The Vinton Iron Furnace Bridges

Photos: Heinz Raidel, 2008

These photos show a pair of Pratt pony trusses located over Elk Fork near the Vinton Iron Furnace historic site in Vinton County. The road and bridges are abandoned and deteriorated on land owned by Mead Timber, Inc. They are accessible by walking from the bypass road (TH-7).

The Vinton Furnace started production using the charcoal process to produce pig iron in 1854. The charcoal furnaces later switched to use coal in the original furnaces. In 1873 a “modern” plant consisting of 24 ovens was constructed on the site. It ceased operation in 1883 presumably as a result of high sulphur content of the local coal. Parts of the stack and foundations still exist but there is a lot of overgrowth that threatens these remains.
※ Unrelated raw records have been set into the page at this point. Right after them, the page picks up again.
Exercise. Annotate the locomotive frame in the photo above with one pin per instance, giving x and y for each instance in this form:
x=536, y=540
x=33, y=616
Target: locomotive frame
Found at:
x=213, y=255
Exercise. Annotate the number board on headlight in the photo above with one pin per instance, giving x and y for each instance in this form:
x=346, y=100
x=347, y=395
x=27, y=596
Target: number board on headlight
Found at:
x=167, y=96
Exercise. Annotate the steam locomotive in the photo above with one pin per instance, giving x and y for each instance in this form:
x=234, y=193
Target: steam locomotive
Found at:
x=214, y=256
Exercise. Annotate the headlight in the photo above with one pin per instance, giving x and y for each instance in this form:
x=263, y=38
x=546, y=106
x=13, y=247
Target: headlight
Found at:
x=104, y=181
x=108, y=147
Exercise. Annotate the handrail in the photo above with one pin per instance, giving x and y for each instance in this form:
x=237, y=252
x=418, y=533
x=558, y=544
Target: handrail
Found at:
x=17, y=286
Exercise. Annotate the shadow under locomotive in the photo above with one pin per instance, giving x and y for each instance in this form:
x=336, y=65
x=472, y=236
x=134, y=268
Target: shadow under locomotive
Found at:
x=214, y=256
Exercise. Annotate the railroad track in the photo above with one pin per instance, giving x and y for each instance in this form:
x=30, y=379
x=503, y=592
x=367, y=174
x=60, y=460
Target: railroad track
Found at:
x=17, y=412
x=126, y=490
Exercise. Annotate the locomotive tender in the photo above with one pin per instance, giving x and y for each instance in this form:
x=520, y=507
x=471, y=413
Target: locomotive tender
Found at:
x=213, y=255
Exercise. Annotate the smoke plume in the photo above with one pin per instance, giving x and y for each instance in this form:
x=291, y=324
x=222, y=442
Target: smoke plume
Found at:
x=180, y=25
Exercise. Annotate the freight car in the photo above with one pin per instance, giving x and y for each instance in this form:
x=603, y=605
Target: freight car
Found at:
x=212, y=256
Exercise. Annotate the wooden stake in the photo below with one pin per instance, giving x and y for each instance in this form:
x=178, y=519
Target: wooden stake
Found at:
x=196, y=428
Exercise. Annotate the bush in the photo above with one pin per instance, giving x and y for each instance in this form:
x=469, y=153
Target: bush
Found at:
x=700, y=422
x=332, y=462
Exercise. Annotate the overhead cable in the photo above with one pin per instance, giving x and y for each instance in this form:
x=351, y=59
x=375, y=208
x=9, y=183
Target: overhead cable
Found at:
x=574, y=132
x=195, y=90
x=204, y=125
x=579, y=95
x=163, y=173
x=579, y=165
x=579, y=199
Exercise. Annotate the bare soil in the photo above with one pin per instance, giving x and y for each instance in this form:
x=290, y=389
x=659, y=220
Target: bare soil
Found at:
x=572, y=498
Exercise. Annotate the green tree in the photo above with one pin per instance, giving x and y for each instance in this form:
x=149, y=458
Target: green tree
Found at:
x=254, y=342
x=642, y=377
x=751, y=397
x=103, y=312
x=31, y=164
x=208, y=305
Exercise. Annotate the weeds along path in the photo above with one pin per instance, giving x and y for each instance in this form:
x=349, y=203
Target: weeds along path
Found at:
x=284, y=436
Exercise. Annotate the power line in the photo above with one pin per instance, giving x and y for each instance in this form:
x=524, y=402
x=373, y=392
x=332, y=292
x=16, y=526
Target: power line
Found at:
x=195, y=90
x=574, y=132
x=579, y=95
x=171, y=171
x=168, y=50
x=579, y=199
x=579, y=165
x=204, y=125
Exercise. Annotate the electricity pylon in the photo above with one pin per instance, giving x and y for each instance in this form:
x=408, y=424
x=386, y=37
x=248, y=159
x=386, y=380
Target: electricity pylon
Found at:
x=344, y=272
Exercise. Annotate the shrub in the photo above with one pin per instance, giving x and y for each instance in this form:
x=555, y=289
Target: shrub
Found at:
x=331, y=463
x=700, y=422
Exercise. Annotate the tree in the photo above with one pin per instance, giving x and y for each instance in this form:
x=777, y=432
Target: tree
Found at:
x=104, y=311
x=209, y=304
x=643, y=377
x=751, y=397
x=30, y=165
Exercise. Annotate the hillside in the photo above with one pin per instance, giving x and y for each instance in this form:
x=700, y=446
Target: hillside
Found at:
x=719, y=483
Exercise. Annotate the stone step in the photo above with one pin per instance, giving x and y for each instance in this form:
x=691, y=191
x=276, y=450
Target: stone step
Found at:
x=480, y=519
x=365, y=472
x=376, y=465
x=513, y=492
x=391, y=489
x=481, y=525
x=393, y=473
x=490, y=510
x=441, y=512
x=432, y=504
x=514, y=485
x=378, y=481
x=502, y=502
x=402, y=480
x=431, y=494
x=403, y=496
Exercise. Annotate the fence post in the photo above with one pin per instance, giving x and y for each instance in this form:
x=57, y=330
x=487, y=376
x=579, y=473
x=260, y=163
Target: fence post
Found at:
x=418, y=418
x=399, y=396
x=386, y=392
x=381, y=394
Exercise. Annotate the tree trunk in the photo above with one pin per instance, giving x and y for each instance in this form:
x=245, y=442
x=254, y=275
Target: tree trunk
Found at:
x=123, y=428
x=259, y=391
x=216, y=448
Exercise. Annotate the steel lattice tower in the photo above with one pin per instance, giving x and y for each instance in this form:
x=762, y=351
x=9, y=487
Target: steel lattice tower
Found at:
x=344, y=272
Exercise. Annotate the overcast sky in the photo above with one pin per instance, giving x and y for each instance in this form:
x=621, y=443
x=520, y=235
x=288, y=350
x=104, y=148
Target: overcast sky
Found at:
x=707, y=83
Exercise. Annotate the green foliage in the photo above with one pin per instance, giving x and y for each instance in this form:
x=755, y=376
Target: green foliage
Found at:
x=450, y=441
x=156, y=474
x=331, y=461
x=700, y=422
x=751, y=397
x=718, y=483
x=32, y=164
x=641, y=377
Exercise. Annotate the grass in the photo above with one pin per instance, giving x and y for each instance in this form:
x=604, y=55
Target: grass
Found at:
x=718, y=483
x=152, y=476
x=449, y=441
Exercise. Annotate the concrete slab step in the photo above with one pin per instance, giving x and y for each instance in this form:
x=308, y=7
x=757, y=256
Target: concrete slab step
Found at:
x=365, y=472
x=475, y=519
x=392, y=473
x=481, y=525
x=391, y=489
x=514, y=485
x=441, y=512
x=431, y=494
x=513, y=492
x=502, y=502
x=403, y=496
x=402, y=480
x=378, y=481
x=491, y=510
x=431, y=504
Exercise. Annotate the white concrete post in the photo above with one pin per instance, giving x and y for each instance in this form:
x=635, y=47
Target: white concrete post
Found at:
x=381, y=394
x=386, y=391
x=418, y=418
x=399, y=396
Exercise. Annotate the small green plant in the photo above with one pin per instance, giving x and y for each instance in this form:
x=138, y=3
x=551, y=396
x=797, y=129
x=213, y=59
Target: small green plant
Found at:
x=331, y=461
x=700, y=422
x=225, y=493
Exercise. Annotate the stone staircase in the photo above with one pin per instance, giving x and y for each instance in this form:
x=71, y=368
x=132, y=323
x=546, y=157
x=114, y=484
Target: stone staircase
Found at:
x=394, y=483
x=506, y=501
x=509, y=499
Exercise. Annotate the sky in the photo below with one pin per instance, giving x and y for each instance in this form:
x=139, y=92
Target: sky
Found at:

The bridges appear to be younger than the 1883 closing date of the Vinton Iron Furnace. Likely they were not abandoned because of closing of Vinton Furnace but as a result of a subsequent repositioning of Mead Road (also called Stone Quarry Rd and TH-7) to a more circuitous route to the east in order to avoid crossing Elk Fork. Examination of a road map shows the bridges are on the more direct route likely taken by the original road.

Tuesday, January 15, 2008

The Precht Bridge

Photo: Anne Ellis 2007

The bridge is an abandoned Pratt pinned through truss bridge of the style built by the Massillon Bridge Co. about 1900. It is located in the Mary Jane Thurston State Park near Napoleon in Henry County and crosses North Turkeyfoot Creek on a dirt trail that goes to the nearby abandoned Showman-Edwards Cemetery.

There is a metal plaque attached to the bridge memorializing William H. Precht who died there in a 1931 tractor accident. This may have contributed to the belief that the site is haunted. Read more about that at Grave Addiction - a website documenting cemeteries.

Monday, January 07, 2008

Warren Deck Truss Simulation

This bridge is a computer model designed using free software called West Point Designer, which is available from the US Military Academy website.

The software lets you build a virtual bridge, calculate its cost and test its strength with a dynamic load. Get it wrong and the bridge collapses! You can submit your successful design to the USMA website to see how your bridge compares to the designs of others based on cost. It's a great way to learn how bridge truss configuration contributes to strength.